Quali esami può chiedere il medico
Durante la visita vengono valutati durata dei sintomi, numero di scariche, febbre, dolore, farmaci recenti, viaggi, malattie intestinali precedenti e condizioni generali. Il medico può controllare i segni di disidratazione e decidere se servono esami immediati.
- Esami delle feci, inclusi ricerca di batteri, parassiti, tossine o sangue occulto quando indicato.
- Esami del sangue per controllare anemia, infiammazione, funzione renale ed equilibrio dei sali.
- Ecografia o tomografia se il dolore è intenso, localizzato o si sospettano complicazioni.
- Colonscopia nei disturbi persistenti o ricorrenti, in caso di sospetta malattia infiammatoria intestinale o di altri problemi del colon.
Non è detto che servano tutti questi accertamenti. Una scarica isolata con una piccola striatura esterna può avere un percorso diverso da episodi ripetuti con febbre e muco.
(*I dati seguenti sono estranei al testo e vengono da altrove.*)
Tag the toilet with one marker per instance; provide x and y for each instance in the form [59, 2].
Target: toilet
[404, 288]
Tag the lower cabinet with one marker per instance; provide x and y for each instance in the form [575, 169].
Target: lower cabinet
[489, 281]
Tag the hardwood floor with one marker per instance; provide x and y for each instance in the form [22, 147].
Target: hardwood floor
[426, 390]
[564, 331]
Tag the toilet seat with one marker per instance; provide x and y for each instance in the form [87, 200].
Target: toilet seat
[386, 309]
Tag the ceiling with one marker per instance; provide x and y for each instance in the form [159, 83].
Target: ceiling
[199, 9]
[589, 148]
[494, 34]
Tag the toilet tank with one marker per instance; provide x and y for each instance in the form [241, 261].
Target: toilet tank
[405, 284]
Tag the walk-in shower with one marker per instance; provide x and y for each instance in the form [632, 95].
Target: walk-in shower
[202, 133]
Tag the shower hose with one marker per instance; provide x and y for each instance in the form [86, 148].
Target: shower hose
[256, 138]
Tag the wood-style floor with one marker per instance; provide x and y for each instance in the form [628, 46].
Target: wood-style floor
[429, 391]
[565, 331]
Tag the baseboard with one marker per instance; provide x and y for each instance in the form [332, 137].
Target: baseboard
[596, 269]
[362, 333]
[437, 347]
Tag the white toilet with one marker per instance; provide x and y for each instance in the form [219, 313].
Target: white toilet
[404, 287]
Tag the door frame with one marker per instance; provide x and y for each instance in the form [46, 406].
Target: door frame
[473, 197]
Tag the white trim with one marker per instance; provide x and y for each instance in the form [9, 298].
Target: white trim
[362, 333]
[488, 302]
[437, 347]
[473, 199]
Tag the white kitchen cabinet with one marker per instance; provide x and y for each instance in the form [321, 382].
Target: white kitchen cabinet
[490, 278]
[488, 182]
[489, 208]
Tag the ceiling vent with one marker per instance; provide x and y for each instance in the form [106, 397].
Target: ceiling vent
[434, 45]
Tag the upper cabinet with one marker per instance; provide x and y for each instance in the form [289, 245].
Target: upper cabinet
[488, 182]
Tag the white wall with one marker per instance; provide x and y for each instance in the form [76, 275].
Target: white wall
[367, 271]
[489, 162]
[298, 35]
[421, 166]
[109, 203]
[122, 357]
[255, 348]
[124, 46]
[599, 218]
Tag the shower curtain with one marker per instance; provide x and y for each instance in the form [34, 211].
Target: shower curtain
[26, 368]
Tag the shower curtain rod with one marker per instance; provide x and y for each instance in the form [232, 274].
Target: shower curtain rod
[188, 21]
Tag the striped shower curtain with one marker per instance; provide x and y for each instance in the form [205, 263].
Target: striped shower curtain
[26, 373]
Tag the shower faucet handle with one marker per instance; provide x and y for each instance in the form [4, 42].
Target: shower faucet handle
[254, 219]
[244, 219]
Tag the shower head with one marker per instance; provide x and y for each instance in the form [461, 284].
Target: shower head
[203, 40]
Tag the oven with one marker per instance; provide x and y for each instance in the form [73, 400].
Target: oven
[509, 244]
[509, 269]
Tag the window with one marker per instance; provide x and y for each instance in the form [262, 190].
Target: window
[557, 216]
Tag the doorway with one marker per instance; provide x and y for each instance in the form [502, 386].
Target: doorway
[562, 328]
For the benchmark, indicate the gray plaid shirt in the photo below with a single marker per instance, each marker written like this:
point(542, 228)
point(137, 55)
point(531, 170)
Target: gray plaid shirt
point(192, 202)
Io porterei al colloquio anche l’elenco dei farmaci, la frequenza delle evacuazioni e, se possibile, una descrizione precisa del colore del sangue.
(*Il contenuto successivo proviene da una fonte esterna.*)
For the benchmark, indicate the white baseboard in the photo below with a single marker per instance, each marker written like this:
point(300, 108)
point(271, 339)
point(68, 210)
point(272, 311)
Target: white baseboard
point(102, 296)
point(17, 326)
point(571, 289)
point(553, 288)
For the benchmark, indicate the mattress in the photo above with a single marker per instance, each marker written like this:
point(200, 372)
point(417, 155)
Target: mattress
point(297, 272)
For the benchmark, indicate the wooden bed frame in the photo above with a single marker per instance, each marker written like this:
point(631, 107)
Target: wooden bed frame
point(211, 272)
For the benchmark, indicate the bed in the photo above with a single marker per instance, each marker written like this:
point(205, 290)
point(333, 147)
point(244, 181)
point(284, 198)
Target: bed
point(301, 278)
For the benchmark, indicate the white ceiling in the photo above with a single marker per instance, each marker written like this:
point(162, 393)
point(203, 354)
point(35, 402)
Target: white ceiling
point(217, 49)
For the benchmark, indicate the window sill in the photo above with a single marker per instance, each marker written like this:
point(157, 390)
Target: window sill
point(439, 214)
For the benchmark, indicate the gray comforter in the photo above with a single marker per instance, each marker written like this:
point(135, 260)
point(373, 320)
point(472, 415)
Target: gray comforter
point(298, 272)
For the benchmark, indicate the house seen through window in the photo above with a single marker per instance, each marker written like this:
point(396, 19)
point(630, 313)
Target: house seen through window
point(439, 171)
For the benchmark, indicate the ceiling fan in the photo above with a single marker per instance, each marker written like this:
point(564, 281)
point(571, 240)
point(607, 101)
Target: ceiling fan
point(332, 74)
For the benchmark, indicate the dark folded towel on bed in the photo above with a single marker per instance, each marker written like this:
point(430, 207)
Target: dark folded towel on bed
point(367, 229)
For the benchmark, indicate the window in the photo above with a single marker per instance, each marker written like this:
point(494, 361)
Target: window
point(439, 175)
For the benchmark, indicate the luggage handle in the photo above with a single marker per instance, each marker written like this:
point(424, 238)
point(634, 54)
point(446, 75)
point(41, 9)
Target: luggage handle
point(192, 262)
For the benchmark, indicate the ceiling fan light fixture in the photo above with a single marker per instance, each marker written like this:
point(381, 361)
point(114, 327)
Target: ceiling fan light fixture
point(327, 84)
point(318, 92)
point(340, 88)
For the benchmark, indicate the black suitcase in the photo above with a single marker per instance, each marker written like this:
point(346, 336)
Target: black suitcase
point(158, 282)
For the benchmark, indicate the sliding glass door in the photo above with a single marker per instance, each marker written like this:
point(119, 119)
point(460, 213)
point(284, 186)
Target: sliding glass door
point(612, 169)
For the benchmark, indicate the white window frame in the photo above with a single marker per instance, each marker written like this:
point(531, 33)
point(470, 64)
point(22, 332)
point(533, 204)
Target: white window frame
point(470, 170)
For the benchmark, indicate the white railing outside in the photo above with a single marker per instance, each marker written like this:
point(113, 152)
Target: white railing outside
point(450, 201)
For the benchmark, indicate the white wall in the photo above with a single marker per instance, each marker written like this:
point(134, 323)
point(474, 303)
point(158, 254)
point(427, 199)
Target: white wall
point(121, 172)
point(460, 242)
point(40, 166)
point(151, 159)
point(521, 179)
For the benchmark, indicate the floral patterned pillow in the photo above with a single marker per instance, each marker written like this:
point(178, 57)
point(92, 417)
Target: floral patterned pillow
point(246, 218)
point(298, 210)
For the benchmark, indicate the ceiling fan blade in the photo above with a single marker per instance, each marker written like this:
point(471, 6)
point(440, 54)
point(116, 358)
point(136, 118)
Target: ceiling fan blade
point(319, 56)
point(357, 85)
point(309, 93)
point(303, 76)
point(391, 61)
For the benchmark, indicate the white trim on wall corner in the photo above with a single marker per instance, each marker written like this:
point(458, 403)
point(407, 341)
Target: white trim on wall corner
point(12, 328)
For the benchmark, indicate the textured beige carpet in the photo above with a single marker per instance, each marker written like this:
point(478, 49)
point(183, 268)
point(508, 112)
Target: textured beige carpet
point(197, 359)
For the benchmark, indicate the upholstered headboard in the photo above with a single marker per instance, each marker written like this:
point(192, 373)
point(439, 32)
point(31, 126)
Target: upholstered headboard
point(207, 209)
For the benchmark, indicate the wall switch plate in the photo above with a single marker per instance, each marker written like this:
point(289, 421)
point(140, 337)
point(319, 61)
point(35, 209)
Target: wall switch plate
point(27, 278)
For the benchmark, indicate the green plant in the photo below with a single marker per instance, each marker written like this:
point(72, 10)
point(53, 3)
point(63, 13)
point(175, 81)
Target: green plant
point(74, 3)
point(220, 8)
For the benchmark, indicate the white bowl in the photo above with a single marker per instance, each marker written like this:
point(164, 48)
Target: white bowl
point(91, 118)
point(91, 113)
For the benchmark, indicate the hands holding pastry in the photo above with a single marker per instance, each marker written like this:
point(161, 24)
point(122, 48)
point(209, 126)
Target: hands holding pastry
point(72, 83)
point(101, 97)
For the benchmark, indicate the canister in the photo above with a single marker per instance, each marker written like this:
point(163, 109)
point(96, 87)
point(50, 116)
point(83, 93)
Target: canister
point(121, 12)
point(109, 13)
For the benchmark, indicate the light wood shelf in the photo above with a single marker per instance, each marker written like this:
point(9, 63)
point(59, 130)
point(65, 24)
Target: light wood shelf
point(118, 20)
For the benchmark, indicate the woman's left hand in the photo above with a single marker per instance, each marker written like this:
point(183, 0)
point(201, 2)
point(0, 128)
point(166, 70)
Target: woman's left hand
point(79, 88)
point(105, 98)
Come distinguere un episodio occasionale da un problema da approfondire
La durata è importante, ma non è l’unico criterio. Un episodio acuto dopo un pasto contaminato può risolversi in pochi giorni, mentre sangue che ritorna, diarrea notturna, perdita di peso o stanchezza persistente richiedono un approfondimento anche se il dolore non è forte.
Segnala al medico se il disturbo dura più di 48 ore senza migliorare, se si ripete nel tempo o se compare dopo un viaggio, un ricovero o una cura antibiotica. Nei bambini con sangue nelle feci è prudente contattare il pediatra rapidamente, senza aspettare l’evoluzione per diversi giorni.
Un errore frequente è attribuire ogni traccia rossa alle emorroidi. Possono certamente sanguinare, soprattutto dopo molte evacuazioni, ma non spiegano necessariamente la diarrea. Un altro errore è aspettare che la febbre salga: alcune infezioni o infiammazioni importanti possono presentarsi anche senza temperatura elevata.
Se il problema diventa ricorrente, annota per una o due settimane orari, alimenti, farmaci, consistenza delle feci e presenza di dolore o muco. Questo diario non sostituisce gli esami, però aiuta a riconoscere un andamento e rende la visita più efficace.
Il modo più sicuro di gestire il problema fin dal primo episodio
Il sangue associato a scariche liquide non va minimizzato, ma nemmeno affrontato con allarmismo. La regola pratica che seguirei è semplice: reidratazione immediata, niente antidiarroici fai da te e contatto medico nella stessa giornata, con accesso urgente se compaiono dolore intenso, debolezza marcata o sanguinamento abbondante.
In attesa di indicazioni, misura la temperatura, osserva la quantità di urine e annota l’aspetto delle feci. Questi dettagli aiutano a capire se la situazione sta migliorando oppure se la perdita di liquidi e sangue sta diventando un rischio concreto.
Prendersi cura della digestione significa anche sapere quando l’alimentazione leggera e il riposo non bastano più. Il sintomo da solo non identifica la causa: la valutazione di un professionista resta il passaggio più sicuro per scegliere esami e trattamento adeguati.